When I realized that I’d missed the window for buying a baritone Les Paul through the music shop in town, I decided to dial up cyberspace and search further afield for one. It seemed reasonable that there must have been a guitar retailer somewhere in North America with one hanging on a wall, unnoticed and unsold. In that Gibson’s web page has a dealer directory, and most of the dealers therein have web pages, finding a baritone Les Paul appeared to be a simple matter of e-mailing a whole lot of them until one turned up with the right guitar.

I know better now.

I eventually lost track of all the musical instrument stores I e-mailed… it must have been dozens, and it could have been hundreds. Some of them didn’t reply at all… which probably meant that they didn’t have one. Some e-mailed back wishing me luck. Quite a few replied to say that the guitar I wanted was discontinued, no longer existed and was a serious antiquity. They all claimed to have checked with Gibson to be sure that my quest was authentically hopeless. They then set about trying to interest me in an alternative.

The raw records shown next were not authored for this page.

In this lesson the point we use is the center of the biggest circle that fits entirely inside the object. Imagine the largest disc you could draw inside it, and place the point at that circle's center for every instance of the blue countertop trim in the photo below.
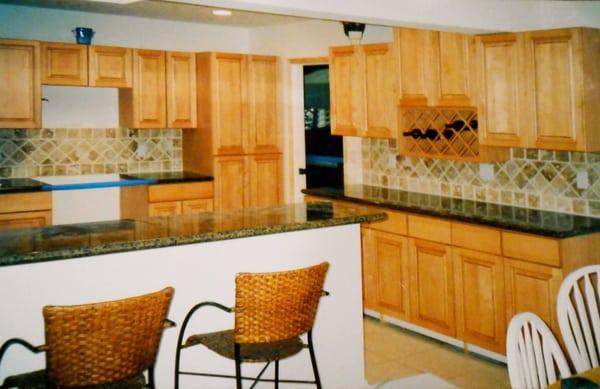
(95, 185)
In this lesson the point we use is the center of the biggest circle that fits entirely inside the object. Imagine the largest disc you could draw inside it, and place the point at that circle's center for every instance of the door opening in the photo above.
(324, 152)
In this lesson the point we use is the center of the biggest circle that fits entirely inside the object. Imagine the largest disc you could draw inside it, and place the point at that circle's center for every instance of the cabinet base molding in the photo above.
(437, 336)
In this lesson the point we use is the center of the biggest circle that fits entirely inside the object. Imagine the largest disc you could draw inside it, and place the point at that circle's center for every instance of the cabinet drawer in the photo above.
(23, 202)
(428, 228)
(477, 238)
(531, 248)
(395, 223)
(176, 192)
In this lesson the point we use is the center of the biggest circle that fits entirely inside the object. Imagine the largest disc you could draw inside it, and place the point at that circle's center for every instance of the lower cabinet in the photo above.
(432, 286)
(480, 308)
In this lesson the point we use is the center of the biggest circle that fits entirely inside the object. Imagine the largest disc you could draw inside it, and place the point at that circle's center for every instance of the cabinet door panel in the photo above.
(64, 64)
(380, 91)
(181, 90)
(553, 60)
(532, 288)
(110, 66)
(500, 104)
(265, 180)
(479, 280)
(264, 108)
(231, 186)
(231, 119)
(20, 79)
(345, 91)
(432, 286)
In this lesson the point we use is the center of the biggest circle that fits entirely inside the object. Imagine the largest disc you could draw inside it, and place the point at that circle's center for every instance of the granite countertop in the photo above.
(169, 177)
(24, 246)
(19, 185)
(545, 223)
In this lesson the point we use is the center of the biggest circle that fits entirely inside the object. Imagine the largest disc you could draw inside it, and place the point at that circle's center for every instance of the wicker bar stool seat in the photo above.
(272, 311)
(107, 345)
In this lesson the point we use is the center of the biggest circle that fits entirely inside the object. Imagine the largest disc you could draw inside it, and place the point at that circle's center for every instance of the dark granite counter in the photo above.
(169, 177)
(19, 185)
(551, 224)
(24, 246)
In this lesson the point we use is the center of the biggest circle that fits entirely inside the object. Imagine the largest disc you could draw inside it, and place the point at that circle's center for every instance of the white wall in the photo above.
(70, 107)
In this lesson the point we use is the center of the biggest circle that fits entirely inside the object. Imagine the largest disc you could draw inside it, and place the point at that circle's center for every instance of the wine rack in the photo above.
(443, 133)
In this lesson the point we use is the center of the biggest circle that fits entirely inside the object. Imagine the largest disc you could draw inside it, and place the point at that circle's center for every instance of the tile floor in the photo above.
(392, 352)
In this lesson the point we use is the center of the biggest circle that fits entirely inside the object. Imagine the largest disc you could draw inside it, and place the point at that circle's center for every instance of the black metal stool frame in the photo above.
(238, 369)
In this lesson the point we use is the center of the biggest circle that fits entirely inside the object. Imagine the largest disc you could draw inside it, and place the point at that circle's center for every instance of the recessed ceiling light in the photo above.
(221, 12)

There are actually other in-production baritone electric guitars as of this writing, including:

  • The Danelectro Wild Thing, which is agreeably inexpensive and looks like it belongs in a Salvador Dali painting.
  • The Gretsch Guitars G5265 Jet, which is way retro.
  • The Gibson Explorer Baritone, which sounds quite respectable… but it screamed “reunited circa-1982 girl band” every time I looked at it.
  • The PRS SE baritone, which is a Korean shade of Paul Reed Smith’s more expensive toys. It’s a decidedly sweet instrument, especially considering its price, although it wasn’t what my fingers wanted to play.

As I eventually realized, almost all the dealers who claimed to have contacted Gibson to check stock on the guitar I wanted actually just checked the Gibson web page, noted that the baritone Les Paul was history and moved on to more pressing matters. Only two of the retailers I e-mailed appear to have called Gibson, and both of them were told that there were in fact three of them left in Gibson’s warehouse, awaiting departure instructions.

The guitar store I ultimately bought my baritone Les Paul from was Hugo Helmer Music, of Burlington, Washington. I’ll confess to never having heard of them before I began questing. With the quest having reached its conclusion, I’m disappointed that I’ve pretty much blown my guitar budget for the foreseeable future. These guys were such a treat to do business with that I almost want to buy something else there, just to feel the vibe again.

Unlike most of their competitors, Justin from Hugo Helmer Music got back to me within a few hours of my original e-mail. He discovered the remaining baritone Les Pauls, and provided me with an easily-comprehensible all-inclusive price for one, with no additional sneaky charges or subsequent sticker shock. The guitar was shipped to Hugo Helmer Music from Tennessee… whereupon Justin discovered what he felt was an imperfection in the finish. He e-mailed me to apprise me of it, offering me a refund if this was a problem. His e-mail included a picture of the beast… which could also have been a stuck pixel in his camera’s image sensor. Justin’s eyes are clearly in much better shape than mine – I wouldn’t have noticed it if I hadn’t been alerted to its existence.

It certainly wasn’t an issue, but I was blown away by Hugo Helmer Music’s level of attention to details.

The guitar showed up here a week later, exactly as promised, in an authentic Gibson box that made the Fedex driver jealous. It’s had little rest since.

The epilog of this tale is that “no” doesn’t always mean “no” when you’re shopping for obscure stuff – doubly so for obscure guitars. Persistence rocks… or more to the point, persistence is an efficacious filter for separating retailers who’ll just take your cash and move on from those who are prepared to warp time and adjust the orbits of nearby planets if that’s what it takes to get you what you’re after.

Those latter people are really worth knowing.